1. Kur’ân’da ‘Abd’ Kavramının Anlam Katmanları


Kur’ân’da ‘abd’ kavramı sadece Allah’a yönelişte değil; şeytana, tağuta ve Allah’tan başkasına yönelme biçimlerinde de kullanılır. Bu bağlamda "ibadet", sadece ritüel bir eylem değil, aynı zamanda kime itaat edildiğini, kimden emir alındığını belirleyen bir yöneliştir.


1.1. Şeytana Uyma: “Abd” Kavramının Negatif Kullanımı


Hiç kimse doğrudan "şeytana tapıyorum" demez; ancak Kur’ân, şeytanın telkinlerine uymanın da bir "abd" türü olduğunu belirtir:


> “Babacığım! Şeytana kulluk etme (لَا تَعْبُدِ الشَّيْطَانَ); çünkü o Rahman’a isyan etti.”

(Meryem / 44)




1.2. Tağut’a İtaat: Şirk Biçimi Olarak Kulluk


Benzer şekilde, insanlar kendilerini tağut’a tapar gibi görmezler; fakat Kur’ân, Kur’an dışı otoritelere uymanın da bir kulluk (ibadet) olduğunu açıkça ifade eder:


> “Allah, kendisine lanet ettikleri kimseleri, gazaba uğrattıklarını ve onlardan tağut’a kulluk edenleri (وَعَبَدَ الطَّاغُوتَ) haber verir.”

(Mâide / 60)




1.3. Ataların Yoluna Uyma ve Geleneksel Kulluk


Kulluk, sadece bireysel bir yöneliş değil, aynı zamanda sosyal ve kültürel mirasa uyma biçiminde de gerçekleşebilir:


> “Atalarımızı bir din üzerinde bulduk ve biz de onların izinden gidiyoruz.”

(A’râf / 70)




2. Dinin Allah’a Has Kılınması: Tevhidî Kulluk


Kur’ân, dini yalnızca Allah’a has kılmayı (ihlas) ve yalnızca O’na kulluk etmeyi vurgular. Bu, hem şirkten uzaklaşmak hem de vahye dayalı yaşamayı gerektirir:


> “De ki: Bana, Allah’a kulluk etmem ve O’na hiçbir şeyi ortak koşmamam emredildi.”

(Ra’d / 36)


“De ki: Ben, Rabbimden gelen apaçık deliller geldikten sonra, sizin Allah’tan başka yöneldiğiniz şeylere kulluk etmekten nehyolundum...”

(Mü’min / 66)




3. Esnâm: İki Elle Oluşturulan Putlar ve Anlam Biçimleri


Arapçada “esnâm” kelimesi, sadece taş heykeller değil, insan eliyle üretilmiş her türlü sahte otoriteyi ve anlam sistemini kapsar. Bu, maddi putların ötesinde bir yapıdadır.

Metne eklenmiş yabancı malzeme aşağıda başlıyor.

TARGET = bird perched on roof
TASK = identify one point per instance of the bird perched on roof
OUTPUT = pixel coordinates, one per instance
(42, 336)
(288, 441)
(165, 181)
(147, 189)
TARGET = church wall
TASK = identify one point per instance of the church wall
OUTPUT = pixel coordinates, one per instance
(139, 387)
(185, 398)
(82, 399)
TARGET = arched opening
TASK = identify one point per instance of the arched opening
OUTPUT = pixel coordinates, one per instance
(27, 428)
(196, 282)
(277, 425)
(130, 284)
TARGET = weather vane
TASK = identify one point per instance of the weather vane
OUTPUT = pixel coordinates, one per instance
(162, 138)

> “Rabbim! Beni ve soyumu, putlara (esnâm) kulluk etmekten uzak tut.”

(İbrahim / 35)




Kur’ân, insanların kendi elleriyle yonttukları, yazdıkları ve oluşturdukları şeylere anlam yüklemesini, bir tür şirk ve kulluk biçimi olarak değerlendirir:


> “Yonttuğunuz şeylere mi kulluk ediyorsunuz?”

(Sâffât / 95)




4. “Ellerle Yapılanlar”ın Ontolojik Vebali


Kur’ân’da tekrar eden bir tema olarak, insanın “elleriyle yaptığı şeyler” üzerinden yargılandığı görülür:


“Bu, kendi ellerinizle yapmış olduklarınızın karşılığıdır.” (Âl-i İmrân / 182)


“Başınıza gelen her musibet, ellerinizle kazandıklarınızdandır.” (Şûrâ / 30)

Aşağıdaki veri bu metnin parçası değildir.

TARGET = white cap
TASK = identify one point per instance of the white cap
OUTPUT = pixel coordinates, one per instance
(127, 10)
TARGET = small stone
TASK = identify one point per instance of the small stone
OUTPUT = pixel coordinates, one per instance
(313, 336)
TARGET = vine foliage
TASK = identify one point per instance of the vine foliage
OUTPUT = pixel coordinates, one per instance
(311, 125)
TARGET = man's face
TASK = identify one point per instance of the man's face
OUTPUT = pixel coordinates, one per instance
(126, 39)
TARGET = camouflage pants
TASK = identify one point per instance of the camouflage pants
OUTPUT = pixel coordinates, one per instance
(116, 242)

Bu bağlamda, “abd” kavramı, bireyin kendi oluşturduğu değerlere, otoritelere ve geleneklere uymasıyla da ilişkilidir.


Sonuç


Kur’ân’daki ‘abd’ kavramı, klasik anlamda bir ibadet ritüelinden çok daha geniş ve ontolojik bir bağlılık anlamı taşır. İnsan, hayatında neye uyuyorsa, onu kendine ilah ve rab edinmiş olur. Bu bağlamda:


Allah’a kulluk, yalnızca namaz, oruç gibi ibadetlerle değil; emirlerine ve vahyine kayıtsız şartsız uyumla gerçekleşir.


Şeytana, tağuta ya da kendi heva ve heveslerine uyanlar da bir tür "abd" ilişkisine girmiş olur.

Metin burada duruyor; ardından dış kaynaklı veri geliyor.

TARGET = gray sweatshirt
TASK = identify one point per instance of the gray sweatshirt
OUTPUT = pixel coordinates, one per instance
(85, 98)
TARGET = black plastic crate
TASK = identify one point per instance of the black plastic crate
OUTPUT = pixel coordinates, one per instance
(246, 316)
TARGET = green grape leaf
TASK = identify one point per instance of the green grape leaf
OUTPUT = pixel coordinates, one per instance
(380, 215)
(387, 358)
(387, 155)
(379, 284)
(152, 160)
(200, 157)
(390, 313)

Putlar sadece taş heykeller değil; insan eliyle oluşturulmuş kitaplar, sistemler, gelenekler ve otoriteler de bu kapsamda değerlendirilir.



Kur’ân’a göre tevhidî bir kulluk, sadece Allah’a yönelmekle değil; her türlü sahte otoriteyi reddetmekle mümkündür.